[PYTHON] Understanding the meaning of complex and bizarre normal distribution formulas

The normal distribution plays a very important role in statistics. The mathematical formula (density function) that expresses the normal distribution is


\Phi(x) = \frac{1}{\sqrt{2\pi\sigma^2}}\exp \left( -\frac{(x-\mu)^2}{2\sigma^2} \right)

But this is a very complicated formula ...

It looks a little easier with a standard normal distribution with variance $ \ sigma ^ 2 = 1 $ and mean $ \ mu = 0 $.


\phi(x) = \frac{1}{\sqrt{2\pi}}\exp \left( -\frac{x^2}{2} \right)

The graph looks like this. It's a so-called bell type. (Hereafter, I will draw a graph appropriately with python)

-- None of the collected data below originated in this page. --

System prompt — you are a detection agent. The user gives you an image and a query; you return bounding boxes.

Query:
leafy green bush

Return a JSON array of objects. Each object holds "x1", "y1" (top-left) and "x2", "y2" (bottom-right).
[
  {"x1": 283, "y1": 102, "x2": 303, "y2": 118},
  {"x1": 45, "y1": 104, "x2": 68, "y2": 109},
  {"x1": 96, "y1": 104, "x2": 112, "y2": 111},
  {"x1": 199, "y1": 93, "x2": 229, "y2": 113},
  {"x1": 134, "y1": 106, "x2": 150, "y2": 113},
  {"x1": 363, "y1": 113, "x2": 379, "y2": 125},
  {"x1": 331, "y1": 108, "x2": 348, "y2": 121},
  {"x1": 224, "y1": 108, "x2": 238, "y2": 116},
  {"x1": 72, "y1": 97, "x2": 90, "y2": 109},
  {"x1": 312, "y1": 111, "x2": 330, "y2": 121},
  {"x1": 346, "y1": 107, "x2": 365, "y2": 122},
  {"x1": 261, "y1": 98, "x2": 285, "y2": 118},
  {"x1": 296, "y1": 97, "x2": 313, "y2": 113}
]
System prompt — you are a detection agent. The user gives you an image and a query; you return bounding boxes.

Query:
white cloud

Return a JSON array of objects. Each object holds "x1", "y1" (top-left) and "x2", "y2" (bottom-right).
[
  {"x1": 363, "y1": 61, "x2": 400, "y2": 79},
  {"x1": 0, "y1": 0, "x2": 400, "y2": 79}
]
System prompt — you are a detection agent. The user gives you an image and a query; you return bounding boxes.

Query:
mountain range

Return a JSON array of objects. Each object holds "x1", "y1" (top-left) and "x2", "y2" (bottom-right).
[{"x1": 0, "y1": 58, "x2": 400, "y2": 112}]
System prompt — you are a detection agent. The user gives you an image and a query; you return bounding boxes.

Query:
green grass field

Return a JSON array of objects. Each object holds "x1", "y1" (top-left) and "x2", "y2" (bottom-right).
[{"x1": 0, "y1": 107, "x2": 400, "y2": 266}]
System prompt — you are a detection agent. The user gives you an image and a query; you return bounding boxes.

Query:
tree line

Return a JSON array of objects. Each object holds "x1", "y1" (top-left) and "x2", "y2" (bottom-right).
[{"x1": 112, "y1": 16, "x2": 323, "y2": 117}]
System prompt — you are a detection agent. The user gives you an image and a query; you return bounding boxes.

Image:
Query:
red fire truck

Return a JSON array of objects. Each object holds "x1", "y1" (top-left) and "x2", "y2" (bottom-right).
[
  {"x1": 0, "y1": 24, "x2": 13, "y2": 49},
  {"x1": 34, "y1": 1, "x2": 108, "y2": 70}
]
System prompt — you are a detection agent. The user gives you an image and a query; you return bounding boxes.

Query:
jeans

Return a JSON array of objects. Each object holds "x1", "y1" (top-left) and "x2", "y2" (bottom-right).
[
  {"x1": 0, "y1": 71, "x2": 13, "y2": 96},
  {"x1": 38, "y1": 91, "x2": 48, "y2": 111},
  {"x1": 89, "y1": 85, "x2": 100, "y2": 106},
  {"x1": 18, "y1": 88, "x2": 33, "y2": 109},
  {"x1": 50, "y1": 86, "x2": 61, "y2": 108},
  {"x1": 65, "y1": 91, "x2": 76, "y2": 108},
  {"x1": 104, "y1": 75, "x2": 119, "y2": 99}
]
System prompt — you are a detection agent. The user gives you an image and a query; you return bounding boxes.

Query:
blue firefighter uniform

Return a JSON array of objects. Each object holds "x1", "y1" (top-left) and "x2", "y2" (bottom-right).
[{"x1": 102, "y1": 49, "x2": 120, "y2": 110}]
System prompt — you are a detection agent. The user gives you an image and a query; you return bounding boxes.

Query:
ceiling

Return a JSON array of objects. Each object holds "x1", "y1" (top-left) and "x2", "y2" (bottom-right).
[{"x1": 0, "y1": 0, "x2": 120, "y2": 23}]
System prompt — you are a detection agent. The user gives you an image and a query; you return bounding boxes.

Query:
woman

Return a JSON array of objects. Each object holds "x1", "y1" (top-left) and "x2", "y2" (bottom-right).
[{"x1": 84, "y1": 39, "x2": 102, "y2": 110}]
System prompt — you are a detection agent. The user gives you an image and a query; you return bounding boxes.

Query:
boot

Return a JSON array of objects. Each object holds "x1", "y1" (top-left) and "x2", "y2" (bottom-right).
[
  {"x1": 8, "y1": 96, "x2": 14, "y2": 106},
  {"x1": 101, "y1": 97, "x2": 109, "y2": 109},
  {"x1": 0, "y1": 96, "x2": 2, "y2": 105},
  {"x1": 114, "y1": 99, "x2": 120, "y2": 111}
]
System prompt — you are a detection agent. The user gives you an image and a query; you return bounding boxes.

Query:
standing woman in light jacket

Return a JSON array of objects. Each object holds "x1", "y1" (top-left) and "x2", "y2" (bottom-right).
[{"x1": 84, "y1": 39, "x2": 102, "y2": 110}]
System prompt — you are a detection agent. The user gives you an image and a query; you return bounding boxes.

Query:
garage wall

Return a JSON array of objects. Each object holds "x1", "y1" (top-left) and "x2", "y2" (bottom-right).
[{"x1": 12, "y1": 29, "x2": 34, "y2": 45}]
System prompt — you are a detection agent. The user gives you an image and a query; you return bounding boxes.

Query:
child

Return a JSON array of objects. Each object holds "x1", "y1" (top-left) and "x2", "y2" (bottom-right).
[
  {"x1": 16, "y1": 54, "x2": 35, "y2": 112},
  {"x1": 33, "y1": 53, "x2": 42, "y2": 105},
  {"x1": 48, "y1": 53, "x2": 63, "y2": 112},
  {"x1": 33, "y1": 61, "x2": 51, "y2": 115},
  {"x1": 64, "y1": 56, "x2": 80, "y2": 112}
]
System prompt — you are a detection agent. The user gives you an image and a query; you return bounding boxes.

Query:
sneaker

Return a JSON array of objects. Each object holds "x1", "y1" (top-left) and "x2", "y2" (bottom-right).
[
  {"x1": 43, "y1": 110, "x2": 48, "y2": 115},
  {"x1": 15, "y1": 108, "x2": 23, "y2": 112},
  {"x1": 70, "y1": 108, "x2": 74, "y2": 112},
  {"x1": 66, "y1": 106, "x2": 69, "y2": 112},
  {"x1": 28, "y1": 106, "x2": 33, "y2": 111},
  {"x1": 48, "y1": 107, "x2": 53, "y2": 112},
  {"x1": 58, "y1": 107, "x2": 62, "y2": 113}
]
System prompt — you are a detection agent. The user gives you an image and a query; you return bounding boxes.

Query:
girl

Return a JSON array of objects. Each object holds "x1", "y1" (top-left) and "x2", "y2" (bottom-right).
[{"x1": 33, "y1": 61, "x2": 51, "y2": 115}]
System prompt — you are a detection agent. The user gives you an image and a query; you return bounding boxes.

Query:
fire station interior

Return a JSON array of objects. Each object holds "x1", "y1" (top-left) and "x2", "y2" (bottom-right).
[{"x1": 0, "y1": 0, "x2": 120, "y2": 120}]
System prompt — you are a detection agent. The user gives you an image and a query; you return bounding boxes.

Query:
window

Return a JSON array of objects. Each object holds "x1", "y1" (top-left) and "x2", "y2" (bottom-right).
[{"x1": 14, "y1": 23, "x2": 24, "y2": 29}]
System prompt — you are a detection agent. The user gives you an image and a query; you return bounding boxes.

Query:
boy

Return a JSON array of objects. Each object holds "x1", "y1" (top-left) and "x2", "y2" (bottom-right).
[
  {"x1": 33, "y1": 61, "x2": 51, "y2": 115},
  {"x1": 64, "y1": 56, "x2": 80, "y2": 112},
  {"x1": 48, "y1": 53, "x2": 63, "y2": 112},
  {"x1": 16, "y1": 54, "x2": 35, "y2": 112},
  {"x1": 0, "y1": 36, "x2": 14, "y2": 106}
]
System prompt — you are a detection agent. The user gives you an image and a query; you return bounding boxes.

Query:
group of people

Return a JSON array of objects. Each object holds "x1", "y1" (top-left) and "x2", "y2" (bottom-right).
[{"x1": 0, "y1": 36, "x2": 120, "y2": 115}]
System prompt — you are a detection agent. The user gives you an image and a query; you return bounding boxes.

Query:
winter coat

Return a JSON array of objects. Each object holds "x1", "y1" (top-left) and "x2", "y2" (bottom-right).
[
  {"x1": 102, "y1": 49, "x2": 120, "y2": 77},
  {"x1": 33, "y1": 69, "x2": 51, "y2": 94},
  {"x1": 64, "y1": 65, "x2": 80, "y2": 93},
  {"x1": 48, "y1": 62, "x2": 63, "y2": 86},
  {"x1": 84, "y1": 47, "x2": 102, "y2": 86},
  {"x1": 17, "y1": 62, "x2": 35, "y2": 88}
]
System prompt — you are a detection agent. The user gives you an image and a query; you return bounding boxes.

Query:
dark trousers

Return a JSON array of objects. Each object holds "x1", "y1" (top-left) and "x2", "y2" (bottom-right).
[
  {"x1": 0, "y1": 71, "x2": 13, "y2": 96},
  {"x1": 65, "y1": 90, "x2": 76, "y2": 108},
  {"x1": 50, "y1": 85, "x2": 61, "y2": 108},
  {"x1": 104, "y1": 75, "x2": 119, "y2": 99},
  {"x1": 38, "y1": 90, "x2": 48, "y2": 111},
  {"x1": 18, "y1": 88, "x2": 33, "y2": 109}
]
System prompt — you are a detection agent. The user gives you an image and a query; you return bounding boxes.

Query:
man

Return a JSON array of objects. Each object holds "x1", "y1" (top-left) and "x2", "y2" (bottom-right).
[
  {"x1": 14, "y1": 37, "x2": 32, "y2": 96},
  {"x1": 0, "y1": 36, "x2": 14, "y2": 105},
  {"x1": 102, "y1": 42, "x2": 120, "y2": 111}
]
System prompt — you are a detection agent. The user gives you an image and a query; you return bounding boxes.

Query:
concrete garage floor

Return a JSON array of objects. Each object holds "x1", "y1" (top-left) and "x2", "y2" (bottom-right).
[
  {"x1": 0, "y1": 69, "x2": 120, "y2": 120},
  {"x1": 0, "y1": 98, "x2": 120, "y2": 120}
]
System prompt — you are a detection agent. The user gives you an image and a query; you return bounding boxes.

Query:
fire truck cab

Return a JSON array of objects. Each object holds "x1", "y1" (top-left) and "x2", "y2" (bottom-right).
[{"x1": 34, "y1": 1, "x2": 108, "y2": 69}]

import matplotlib.pyplot as plt
import numpy as np

x = np.linspace(-4,4, 100)
y = (1/np.sqrt(2*np.pi))*np.exp(-x**2/2)

plt.ylim(0,0.45)
plt.plot(x,y)
plt.show()

In the first place, the normal distribution is smooth and symmetrical, and I think the origin is that we want to express the probability with a function that is gathered at one point. So take the plunge and quadratic function


f(x) = x^2

If you draw it in a graph as

import matplotlib.pyplot as plt
import numpy as np

x = np.linspace(-10,10, 100)
y = x**2

plt.plot(x,y)
plt.show()

Hmmm, I'm sick. If this is the case, it will not be distributed, so multiply it by minus and turn it upward.


f(x) = -x^2


x = np.linspace(-1,1, 100)
y = -x**2

plt.xlim(-1.2,1.2)
plt.ylim(-1,0.2)
plt.plot(x,y)
plt.show()

It's getting a little like that. To extend the hem and make it bell-shaped, you can ride it on $ e $.


f(x) = e^{-x^2}

x = np.linspace(-1,1, 100)
y = np.exp(-x**2)

plt.xlim(-1.5,1.5)
plt.ylim(0,1.2)
plt.plot(x,y)
plt.show()

The shape is now perfectly normal. The origin of the form of this normal distribution was $ e ^ {-x ^ 2} $.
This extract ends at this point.